Labor unions contributed at least $1.3 million to Mr. Biden‘s election campaign last year, and he has pledged to be their ally.

Business leaders also have for increased spending on infrastructure. The U.S. Chamber of Commerce is pushing a campaign to get Congress to approve a plan by July 4. A coalition of more than 300 businesses urged Congress in a letter this month to make infrastructure a top priority.

Sen. Ben Cardin, Maryland Democrat and transportation subcommittee chairman on the Environment and Public Works Committee, has proposed using portions of the COVID relief bill funding as a starting point for an infrastructure plan. The pandemic relief measure includes aid for airlines, Amtrak, transit agencies and other infrastructure-related spending.
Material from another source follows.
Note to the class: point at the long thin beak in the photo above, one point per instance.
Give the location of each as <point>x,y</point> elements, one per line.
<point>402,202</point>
Also, the current federal surface transportation legislation expires in September. Some lawmakers are looking at a renewal — typically a five-year plan — as a vehicle to push through the administration’s overall infrastructure goals.

“A surface transportation reauthorization bill can reduce greenhouse gas emissions, create jobs to strengthen our economy and move us to a cleaner, safer future,” said Sen. Thomas Carper, Delaware Democrat. “I’m currently putting together a bipartisan bill that does just that, and I’m glad it’s at the top of the administration’s agenda.”